Wild Florida announces multimillion-dollar expansion, including a drive-thru safari park and alligator retirement home


  • Images via Wild Florida
Since opening in 2010, Wild Florida has continued to evolve well past the simple airboat rides that Ranier Munns and his law firm, originally envisioned for the family ranch.

Since the Munns family moved to the site in 1998 some of Munns' 12 children have focused on making Wild Florida a prime example of what a successful conservation focused eco-tourism attraction can be. With prices kept low, including several free days, and with most animal exhibits concentrated on providing forever homes to animals that may otherwise be euthanized, Wild Florida has become one of the shining examples of what a private eco-tourism attraction can be.

Wild Florida opened with the focus primarily being on the airboat tours on Cypress Lake. The eco-attraction sits on one of the few pieces of land in private hands along the shores of the 4,500-acre lake that is part of the headwaters for the Everglades. Many of Munns’ exotic animals, which the family had previously kept as private pets, were given homes in an exotic animal zoo. What began as a BBQ concession stand has since turned into a full-fledged restaurant, serving Florida dishes like gator bites and hushpuppies. The restaurant offers guests an opportunity to connect to a Florida that most tourists never get to experience.

An expanded exotic zoo opened in 2012 and received a significant update in 2016 with a focus on providing more housing opportunities for rescued animals. Now the family-owned attraction is embarking on their biggest expansion to date.
  • Images via Wild Florida
Opening by next summer, Wild Florida recently broke ground on a 75-acre drive-thru safari park that will be home to more than 100 animals including whitetail deer, zebras, water buffalo, and wild boar. Daniel Munn, one of the family members involved in the day to day operations at Wild Florida, indicated that they're hoping to eventually be able to have giraffes, as well.

Nearly all the animals at Wild Florida are brought to the park from private owners or other attractions that can no longer provide them with a home.

The 15-acre village that opened in 2010 sits next to the new 75-acre safari park. Initially, the new land was purchased to expand the parking lot, but as it became clear that the family was able to buy much more land than they had initially anticipated, the ideas of what to do with it were expanded.

Keeping with the attraction's conservation message, the new safari park will require no trees to be removed.

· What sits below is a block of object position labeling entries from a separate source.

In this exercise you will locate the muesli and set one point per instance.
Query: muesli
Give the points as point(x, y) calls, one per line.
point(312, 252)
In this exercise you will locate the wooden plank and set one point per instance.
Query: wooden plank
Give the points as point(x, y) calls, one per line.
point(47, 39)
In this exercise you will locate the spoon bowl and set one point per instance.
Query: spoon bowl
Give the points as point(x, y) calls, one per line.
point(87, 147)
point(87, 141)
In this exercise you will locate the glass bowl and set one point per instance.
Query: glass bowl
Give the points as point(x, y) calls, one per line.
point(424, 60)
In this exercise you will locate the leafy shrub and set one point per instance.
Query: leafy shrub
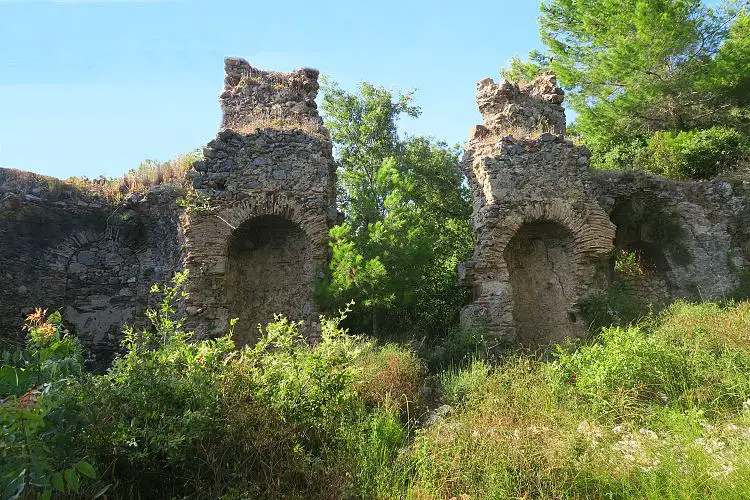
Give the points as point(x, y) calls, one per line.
point(695, 154)
point(35, 446)
point(174, 416)
point(655, 411)
point(457, 384)
point(686, 360)
point(624, 156)
point(391, 375)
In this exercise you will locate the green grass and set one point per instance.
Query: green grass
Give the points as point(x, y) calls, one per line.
point(659, 410)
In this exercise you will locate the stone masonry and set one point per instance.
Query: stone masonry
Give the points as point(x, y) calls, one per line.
point(256, 238)
point(546, 228)
point(269, 175)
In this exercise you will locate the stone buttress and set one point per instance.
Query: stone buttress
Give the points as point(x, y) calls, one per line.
point(269, 179)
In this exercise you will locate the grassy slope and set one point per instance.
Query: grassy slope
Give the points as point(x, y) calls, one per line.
point(660, 410)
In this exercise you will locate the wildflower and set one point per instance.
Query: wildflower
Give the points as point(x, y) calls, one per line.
point(35, 319)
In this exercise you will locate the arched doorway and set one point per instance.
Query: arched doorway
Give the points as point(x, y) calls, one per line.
point(269, 271)
point(541, 267)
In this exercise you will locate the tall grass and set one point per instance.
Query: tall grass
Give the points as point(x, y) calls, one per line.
point(110, 190)
point(659, 410)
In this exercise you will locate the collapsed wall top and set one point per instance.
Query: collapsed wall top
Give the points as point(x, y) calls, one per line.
point(251, 94)
point(531, 107)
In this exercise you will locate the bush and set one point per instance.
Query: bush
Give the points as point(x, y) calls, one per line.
point(37, 451)
point(391, 375)
point(655, 411)
point(695, 154)
point(174, 416)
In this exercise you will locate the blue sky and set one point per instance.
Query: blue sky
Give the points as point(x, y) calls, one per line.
point(95, 87)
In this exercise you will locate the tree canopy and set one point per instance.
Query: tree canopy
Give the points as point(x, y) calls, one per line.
point(406, 215)
point(633, 68)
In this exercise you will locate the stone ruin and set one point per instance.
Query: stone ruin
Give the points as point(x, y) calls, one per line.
point(546, 227)
point(256, 239)
point(271, 177)
point(254, 244)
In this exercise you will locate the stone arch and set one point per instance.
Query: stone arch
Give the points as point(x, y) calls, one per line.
point(639, 231)
point(542, 265)
point(103, 288)
point(270, 270)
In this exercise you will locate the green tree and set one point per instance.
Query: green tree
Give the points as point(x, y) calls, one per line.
point(407, 216)
point(635, 67)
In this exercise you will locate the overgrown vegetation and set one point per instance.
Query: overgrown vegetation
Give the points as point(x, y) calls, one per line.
point(659, 86)
point(406, 218)
point(177, 416)
point(661, 409)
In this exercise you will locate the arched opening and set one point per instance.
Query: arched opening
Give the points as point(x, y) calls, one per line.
point(102, 294)
point(645, 234)
point(268, 272)
point(542, 272)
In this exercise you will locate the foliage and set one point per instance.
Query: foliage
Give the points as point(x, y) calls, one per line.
point(194, 201)
point(628, 263)
point(695, 154)
point(632, 69)
point(391, 375)
point(655, 411)
point(178, 416)
point(34, 427)
point(407, 216)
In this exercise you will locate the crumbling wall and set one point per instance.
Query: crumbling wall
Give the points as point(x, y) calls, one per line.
point(526, 107)
point(269, 175)
point(548, 230)
point(695, 235)
point(62, 249)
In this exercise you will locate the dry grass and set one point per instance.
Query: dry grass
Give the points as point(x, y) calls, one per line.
point(137, 181)
point(109, 190)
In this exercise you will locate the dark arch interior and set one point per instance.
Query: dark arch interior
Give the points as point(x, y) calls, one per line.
point(268, 272)
point(635, 225)
point(541, 266)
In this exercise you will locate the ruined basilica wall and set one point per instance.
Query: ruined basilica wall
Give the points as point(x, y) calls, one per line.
point(269, 174)
point(62, 249)
point(697, 231)
point(547, 228)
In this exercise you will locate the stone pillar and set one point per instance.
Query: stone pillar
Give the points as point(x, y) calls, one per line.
point(269, 178)
point(540, 236)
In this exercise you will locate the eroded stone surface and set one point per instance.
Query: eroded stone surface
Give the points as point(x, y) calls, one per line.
point(270, 175)
point(546, 227)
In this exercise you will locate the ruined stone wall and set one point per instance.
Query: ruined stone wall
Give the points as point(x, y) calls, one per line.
point(526, 107)
point(251, 94)
point(694, 236)
point(547, 229)
point(252, 250)
point(93, 261)
point(270, 178)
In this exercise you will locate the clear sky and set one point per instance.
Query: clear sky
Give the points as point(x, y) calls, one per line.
point(94, 87)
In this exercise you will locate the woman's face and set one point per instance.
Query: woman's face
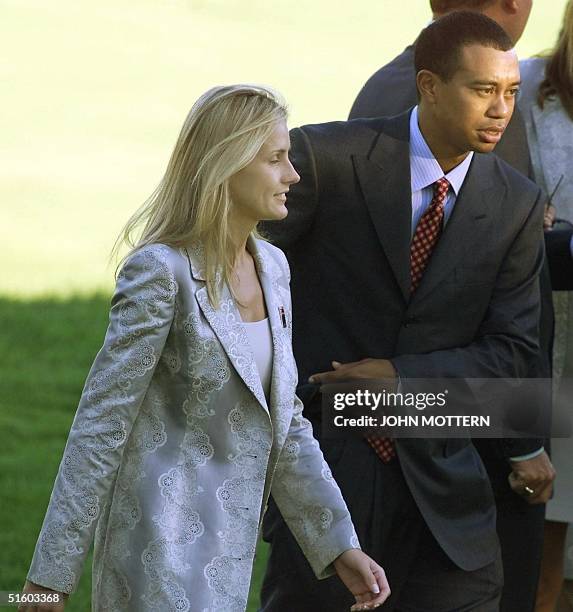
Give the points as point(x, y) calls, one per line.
point(259, 190)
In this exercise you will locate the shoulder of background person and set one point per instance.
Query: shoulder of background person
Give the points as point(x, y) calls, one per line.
point(390, 90)
point(532, 71)
point(339, 138)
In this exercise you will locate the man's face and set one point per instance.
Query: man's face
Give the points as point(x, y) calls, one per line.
point(473, 108)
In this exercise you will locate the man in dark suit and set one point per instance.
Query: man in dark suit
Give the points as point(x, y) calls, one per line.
point(428, 514)
point(391, 90)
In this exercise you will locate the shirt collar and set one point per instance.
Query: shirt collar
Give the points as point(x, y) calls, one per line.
point(424, 169)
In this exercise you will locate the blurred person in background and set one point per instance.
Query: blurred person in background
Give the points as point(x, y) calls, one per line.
point(546, 103)
point(188, 418)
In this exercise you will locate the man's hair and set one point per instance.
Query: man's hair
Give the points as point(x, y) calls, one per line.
point(441, 7)
point(439, 46)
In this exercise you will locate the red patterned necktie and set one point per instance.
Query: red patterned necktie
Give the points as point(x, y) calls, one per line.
point(425, 239)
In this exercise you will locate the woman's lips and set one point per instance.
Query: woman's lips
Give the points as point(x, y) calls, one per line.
point(491, 135)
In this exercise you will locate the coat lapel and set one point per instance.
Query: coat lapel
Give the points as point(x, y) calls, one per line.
point(283, 368)
point(227, 325)
point(384, 177)
point(473, 213)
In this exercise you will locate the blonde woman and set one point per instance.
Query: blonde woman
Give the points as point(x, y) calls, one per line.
point(546, 102)
point(189, 419)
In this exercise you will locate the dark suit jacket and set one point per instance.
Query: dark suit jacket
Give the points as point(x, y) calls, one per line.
point(392, 90)
point(474, 314)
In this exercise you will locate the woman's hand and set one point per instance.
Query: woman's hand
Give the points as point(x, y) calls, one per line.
point(364, 578)
point(48, 606)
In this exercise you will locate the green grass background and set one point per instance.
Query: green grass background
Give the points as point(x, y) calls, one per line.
point(93, 96)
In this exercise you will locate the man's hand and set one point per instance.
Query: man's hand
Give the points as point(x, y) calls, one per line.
point(365, 368)
point(363, 577)
point(533, 478)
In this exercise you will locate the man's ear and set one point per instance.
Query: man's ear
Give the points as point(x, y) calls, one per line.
point(427, 83)
point(511, 6)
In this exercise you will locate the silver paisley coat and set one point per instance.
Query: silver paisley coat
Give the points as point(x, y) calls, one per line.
point(173, 450)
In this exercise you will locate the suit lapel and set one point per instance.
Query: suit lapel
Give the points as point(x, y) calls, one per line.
point(472, 214)
point(227, 325)
point(384, 178)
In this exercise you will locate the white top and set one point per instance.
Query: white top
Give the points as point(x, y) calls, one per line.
point(261, 340)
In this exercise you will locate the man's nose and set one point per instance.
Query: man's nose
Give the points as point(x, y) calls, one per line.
point(501, 107)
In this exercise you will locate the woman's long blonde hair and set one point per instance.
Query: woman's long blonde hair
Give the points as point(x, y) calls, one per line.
point(559, 71)
point(222, 134)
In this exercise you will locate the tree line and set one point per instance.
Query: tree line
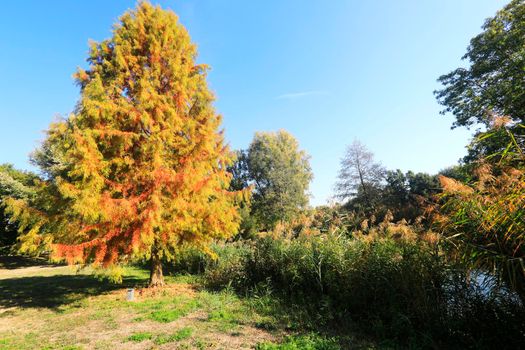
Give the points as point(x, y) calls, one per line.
point(141, 167)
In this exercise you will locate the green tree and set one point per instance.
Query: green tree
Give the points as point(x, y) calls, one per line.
point(13, 184)
point(495, 80)
point(139, 168)
point(494, 83)
point(280, 175)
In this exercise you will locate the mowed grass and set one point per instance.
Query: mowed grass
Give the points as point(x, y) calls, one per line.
point(57, 307)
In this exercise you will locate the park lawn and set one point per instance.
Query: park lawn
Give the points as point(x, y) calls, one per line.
point(57, 307)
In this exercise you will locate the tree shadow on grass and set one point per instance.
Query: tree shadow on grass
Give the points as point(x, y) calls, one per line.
point(55, 291)
point(11, 262)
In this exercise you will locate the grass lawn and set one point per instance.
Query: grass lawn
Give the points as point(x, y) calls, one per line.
point(55, 307)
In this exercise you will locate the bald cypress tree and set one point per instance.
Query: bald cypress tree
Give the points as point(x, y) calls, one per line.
point(140, 166)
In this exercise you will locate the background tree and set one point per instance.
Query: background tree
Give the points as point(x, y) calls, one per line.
point(140, 167)
point(494, 83)
point(13, 184)
point(280, 174)
point(408, 194)
point(360, 177)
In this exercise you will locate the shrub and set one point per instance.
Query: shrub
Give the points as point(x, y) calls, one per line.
point(389, 283)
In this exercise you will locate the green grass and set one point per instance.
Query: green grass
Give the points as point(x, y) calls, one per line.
point(52, 307)
point(181, 334)
point(140, 337)
point(305, 342)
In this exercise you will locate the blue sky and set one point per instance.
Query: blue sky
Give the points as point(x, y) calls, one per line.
point(327, 71)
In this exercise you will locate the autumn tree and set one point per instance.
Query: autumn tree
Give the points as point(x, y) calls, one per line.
point(280, 174)
point(140, 166)
point(360, 175)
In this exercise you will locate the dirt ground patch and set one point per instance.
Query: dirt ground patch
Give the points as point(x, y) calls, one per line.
point(55, 307)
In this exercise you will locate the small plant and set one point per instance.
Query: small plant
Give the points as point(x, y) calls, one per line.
point(140, 337)
point(183, 333)
point(306, 342)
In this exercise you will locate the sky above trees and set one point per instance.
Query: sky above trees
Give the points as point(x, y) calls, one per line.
point(328, 72)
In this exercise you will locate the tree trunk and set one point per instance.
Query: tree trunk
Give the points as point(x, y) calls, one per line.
point(156, 278)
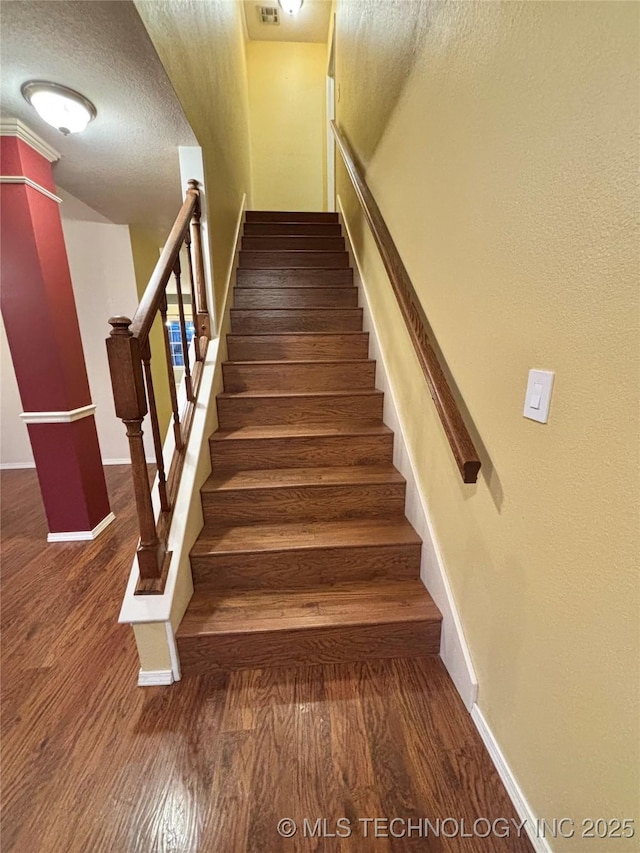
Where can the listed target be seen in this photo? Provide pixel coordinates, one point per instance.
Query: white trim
(15, 127)
(173, 652)
(520, 803)
(22, 179)
(453, 646)
(58, 417)
(16, 466)
(155, 677)
(82, 535)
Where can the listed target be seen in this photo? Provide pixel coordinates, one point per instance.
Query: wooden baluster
(177, 431)
(155, 427)
(129, 396)
(183, 332)
(201, 311)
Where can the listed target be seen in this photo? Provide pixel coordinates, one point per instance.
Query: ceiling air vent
(268, 14)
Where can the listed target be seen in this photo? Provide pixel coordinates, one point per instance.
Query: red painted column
(40, 317)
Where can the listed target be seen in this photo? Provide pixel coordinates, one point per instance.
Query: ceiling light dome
(66, 110)
(291, 7)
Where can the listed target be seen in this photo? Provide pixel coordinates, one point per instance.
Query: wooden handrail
(454, 426)
(129, 353)
(150, 302)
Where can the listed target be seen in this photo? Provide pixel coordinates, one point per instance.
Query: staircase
(305, 556)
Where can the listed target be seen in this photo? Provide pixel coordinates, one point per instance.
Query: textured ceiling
(310, 24)
(125, 165)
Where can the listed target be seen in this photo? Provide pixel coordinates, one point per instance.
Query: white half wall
(102, 274)
(453, 647)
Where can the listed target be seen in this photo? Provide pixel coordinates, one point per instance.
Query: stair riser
(295, 278)
(339, 644)
(280, 229)
(234, 412)
(299, 377)
(295, 243)
(282, 347)
(296, 260)
(308, 503)
(260, 454)
(289, 216)
(248, 321)
(295, 297)
(297, 569)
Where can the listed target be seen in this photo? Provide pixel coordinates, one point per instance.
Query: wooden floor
(92, 763)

One of the primary focuses within the new safari park will be an expanded gator habitat. Wild Florida already has a gator park, where gator feeding shows and educational exhibits can be found. The new gator pond will provide homes to gators trapped via the State’s nuisance alligator program, known as SNAP. Currently, nearly all gators caught through the program are euthanized due to their loss of fear of humans. A few gators caught via SNAP are presently found in other gator attractions around the southeast.

Another gator safari, Gator World, opened in Wildwood last year. That attraction also has a small petting zoo and other exhibits at it. But the Wild Florida safari will be far more than just alligators. It will be more similar to Palm Beach’s Lion Country Safari where guests can view a wide range of both local and exotic animals from the comfort of their air-conditioned car.

For those wanting to experience the Wild Florida safari in a different way, a swamp buggy tour will also be offered. Currently, Wild Florida operates a swamp buggy tour of the nearby Doc Partin Ranch, one of Florida’s oldest cattle operations.

Along with the massive safari park, Wild Florida will also be expanding their gift shop. The expanded gift shop will nearly double the size of the current one and will house new offices for the attraction.

A separately ticketed zipline will crisscross the safari park, including over the gator pond, and will pass through a nearby cypress swamp.

Altogether the expansion will cost an estimated $2.8 million. Prices, hours, and other details have yet to be shared by Wild Florida, but the latest on the expansions at the attraction can be found via their website.